19 June 2008

On Spiritual priorities and the Lord's Prayer

Today's Gospel included Matthew's version of the Lord's Prayer. It forms a kind of climax to texts we have been hearing and reflecting on over the past week or so, the Sermon on the Mount and Matthew's focus on a genuinely spiritual life lived in, from, and for Christ. Yesterday's Gospel included the admonition that we go to our room in secret to pray in secret, and also that our right hand not let our left hand know what it is up to. The idea was that genuine spirituality is forgetful of self, that it "gets out of the way" and lays aside self-consciousness. Today, Jesus (via Matt) provides a model of prayer in which a way to do that is demonstrated. It is a model of prayer in which we concern ourselves first and last with God's own needs, and with being there FOR HIM!

In the first three petitions (and the invocation too, though that is a topic for another time!) we concern ourselves with God's very self (holiness and name refer to God's own self, not to mere characteristics or tags); we ask that he might be powerfully present in our world (because both name and the hallowing he is refer to a powerful presence which creates and recreates whatever it is allowed to touch and consecrate). With the second petition especially, we open ourselves to his sovereignty, that is, to his very selfhood and life as it is shared with his creation. God assumes a position of sovereignty over that creation when his life is truly shared and that creation achieves genuine freedom in the process, but the reign or kingdom of God refers to God's own life once again --- this time as a covenantal or mutual reality. And, with the third petition in particular, we open ourselves to the will of God --- to the future and shape of a reality which is ordered by his sovereignty and fulfilled by his presence.

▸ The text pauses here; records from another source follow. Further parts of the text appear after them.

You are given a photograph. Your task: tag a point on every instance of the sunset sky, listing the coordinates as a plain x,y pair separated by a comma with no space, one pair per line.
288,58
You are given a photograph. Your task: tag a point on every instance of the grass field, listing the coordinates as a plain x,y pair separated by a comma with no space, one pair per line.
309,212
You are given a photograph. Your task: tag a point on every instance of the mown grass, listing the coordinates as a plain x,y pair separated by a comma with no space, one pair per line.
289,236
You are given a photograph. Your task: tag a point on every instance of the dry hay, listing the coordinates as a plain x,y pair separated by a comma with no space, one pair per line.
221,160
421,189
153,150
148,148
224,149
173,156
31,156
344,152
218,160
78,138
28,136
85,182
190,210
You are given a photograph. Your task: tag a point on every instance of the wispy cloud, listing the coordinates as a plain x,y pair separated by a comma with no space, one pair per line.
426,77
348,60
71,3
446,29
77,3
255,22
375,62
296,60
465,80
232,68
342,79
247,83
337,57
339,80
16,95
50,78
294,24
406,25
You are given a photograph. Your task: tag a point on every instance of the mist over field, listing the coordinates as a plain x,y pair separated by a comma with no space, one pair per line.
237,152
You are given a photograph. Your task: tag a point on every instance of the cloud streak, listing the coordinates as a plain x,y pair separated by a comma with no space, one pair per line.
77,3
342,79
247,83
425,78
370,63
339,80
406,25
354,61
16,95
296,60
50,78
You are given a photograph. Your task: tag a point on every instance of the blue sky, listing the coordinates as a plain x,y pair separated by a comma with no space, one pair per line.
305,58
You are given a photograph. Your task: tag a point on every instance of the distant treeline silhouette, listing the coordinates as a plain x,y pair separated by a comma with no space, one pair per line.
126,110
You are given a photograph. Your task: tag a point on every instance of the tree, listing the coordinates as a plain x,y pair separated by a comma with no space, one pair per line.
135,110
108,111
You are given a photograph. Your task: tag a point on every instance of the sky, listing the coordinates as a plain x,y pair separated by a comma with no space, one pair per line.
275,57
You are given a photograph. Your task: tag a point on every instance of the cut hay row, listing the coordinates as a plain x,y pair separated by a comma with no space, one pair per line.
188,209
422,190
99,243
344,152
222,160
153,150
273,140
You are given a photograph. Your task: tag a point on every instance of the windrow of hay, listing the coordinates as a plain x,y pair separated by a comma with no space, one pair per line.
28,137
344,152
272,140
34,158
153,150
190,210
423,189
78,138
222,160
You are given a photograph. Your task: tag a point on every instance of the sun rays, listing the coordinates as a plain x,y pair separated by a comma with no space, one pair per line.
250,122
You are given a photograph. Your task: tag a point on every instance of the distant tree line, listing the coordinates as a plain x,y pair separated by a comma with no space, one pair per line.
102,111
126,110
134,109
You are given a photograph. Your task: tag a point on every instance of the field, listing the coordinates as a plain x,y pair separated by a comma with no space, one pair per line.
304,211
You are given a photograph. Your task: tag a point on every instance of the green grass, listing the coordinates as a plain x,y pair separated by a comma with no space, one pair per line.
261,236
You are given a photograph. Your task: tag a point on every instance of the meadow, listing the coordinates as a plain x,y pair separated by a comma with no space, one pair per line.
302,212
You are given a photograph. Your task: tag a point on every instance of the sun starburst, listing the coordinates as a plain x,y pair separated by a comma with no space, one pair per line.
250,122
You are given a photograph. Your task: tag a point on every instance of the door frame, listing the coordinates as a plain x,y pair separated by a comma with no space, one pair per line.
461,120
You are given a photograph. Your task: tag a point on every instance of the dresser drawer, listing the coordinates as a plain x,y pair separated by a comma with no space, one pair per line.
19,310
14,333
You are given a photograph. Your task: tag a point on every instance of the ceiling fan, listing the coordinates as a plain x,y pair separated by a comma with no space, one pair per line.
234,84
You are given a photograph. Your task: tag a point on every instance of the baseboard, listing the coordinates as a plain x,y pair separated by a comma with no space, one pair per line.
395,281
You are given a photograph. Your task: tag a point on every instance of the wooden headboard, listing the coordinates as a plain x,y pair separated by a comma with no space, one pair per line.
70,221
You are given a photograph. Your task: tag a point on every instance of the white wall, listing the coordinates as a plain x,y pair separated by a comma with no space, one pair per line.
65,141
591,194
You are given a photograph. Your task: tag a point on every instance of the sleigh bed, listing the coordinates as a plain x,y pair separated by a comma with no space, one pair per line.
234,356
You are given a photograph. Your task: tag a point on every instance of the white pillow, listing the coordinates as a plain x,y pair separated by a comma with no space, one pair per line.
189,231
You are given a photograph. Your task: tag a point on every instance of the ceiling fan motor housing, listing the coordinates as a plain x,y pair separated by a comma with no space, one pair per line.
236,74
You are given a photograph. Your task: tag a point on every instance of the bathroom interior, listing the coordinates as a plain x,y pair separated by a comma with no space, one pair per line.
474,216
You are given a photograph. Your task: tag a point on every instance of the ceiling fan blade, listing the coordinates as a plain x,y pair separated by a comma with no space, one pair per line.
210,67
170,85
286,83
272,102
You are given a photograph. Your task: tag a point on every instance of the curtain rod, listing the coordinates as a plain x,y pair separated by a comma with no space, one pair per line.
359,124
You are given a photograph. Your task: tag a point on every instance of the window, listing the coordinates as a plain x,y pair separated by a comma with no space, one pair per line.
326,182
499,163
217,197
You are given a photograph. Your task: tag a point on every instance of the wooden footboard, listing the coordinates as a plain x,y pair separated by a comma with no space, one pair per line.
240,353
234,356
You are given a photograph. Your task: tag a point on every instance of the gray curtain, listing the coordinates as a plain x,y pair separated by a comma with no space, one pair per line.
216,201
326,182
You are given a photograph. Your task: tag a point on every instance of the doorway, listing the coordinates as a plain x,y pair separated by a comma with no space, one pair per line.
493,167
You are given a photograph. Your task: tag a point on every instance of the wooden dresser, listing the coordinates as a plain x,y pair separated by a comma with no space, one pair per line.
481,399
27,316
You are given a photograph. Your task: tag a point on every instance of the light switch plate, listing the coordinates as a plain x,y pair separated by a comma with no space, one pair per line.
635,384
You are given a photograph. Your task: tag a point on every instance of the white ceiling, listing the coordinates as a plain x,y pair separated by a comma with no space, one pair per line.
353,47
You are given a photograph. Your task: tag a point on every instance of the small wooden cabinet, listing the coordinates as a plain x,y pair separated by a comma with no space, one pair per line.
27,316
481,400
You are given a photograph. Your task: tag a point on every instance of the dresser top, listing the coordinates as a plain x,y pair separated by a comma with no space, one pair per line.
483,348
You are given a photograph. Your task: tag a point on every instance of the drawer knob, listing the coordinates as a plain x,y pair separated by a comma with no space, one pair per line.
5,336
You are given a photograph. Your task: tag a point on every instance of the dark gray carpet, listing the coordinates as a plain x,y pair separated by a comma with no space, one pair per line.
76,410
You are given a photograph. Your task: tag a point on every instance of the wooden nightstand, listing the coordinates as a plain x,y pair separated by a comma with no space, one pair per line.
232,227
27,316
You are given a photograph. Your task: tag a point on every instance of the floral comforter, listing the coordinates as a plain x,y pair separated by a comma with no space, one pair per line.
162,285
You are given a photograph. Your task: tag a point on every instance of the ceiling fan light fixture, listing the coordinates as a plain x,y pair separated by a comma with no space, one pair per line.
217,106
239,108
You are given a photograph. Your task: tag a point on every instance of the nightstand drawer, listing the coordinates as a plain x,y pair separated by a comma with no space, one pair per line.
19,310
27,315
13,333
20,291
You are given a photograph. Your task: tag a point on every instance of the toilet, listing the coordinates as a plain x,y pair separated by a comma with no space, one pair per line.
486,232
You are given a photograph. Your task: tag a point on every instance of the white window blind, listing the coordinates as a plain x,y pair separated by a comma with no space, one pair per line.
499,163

Now, it is true that God possesses what is called aseity. That is, he is completely self-sufficient and in need of nothing and no one. But that is only one part of the paradox that stands at the heart of our faith. The other side of the paradox is that our's is a God who has, from the beginning, indeed, from all eternity, chosen not to remain alone. He creates all that is outside himself and he summons it (continuing the process of creation) to greater and greater levels of complexity until from within this creation comes One who will be his true counterpart and partner in creation. At bottom this is a call to share in God's very life. In fact, it is the ground of an existence which can only be fulfilled when it shares in the Divine life and God himself becomes all in all!

All of Scripture attests to this basic dynamic, whether cast in terms of creation or covenant. All of Scripture is about God's determination to share his very life with us, and his creation's capacity in the Spirit to issue forth in, or become his own unique counterpart in the fulfillment of this plan. When God's plan is fulfilled, when his very life is shared to the extent he wills, everything he creates reaches fulfillment as well, but it is the human vocation in particular to allow this to become real in space and time. And afterall, isn't this what prayer is truly all about: allowing God's plans to be realized in his creation; cooperating with his Spirit in ways which let his own life be made PERSONALLY real here and now so that EVERYTHING acquires fullness or completion (perfection) of life in God?

Unfortunately, one of the most pernicious problems I run into as a spiritual director is the occasional inability of directees to "get out of the way" of the Spirit or to "forget self" in their prayer. (Note well, I did not say "lose self", for we are not called to lose our true selves, but rather to FORGET self and to BECOME (or find) our true selves in the process!) Prayer (and it goes without saying that I am quite often guilty of this too) seems always to be about us, our problems, our sinfulness, our needs and concerns in ways which contribute to our own self-centeredness. (Let me be clear: I am NOT suggesting we neglect this side of things, but I am suggesting that there are ways to pray about these things which are NOT self-centered.) Because of this, one of the most significant questions I can ask a directee (or myself) when probing the quality of their prayer (or my own!!) is, "what kind of experience was this for God?" Ordinarily this puts a full stop to the sometimes problematical self-centered chatter about ME in prayer, and puts the focus back where Jesus clearly wants it --- on God. What today's Gospel tells us in giving us this model of prayer, is that contrary to much popular thought and practice otherwise, prayer is really the way we give or set aside our lives for another, namely, for God and his own Selfhood and destiny. And while it is absolutely true that in the process our own hearts will and SHOULD be poured out and our own needs met, prayer is first of all something we are empowered to do for God's own sake!

Thus, on this day when we celebrate the Sainthood of Romuald, and especially when we pray the Lord's Prayer -- whether in preparation to receiving Christ in the Eucharist or during Office, etc --- let us allow ourselves to truly be here for God's own needs. Let us open ourselves to his life, his purposes, and his future even while we pour out our hearts to him. Afterall, it is the very reason we were created.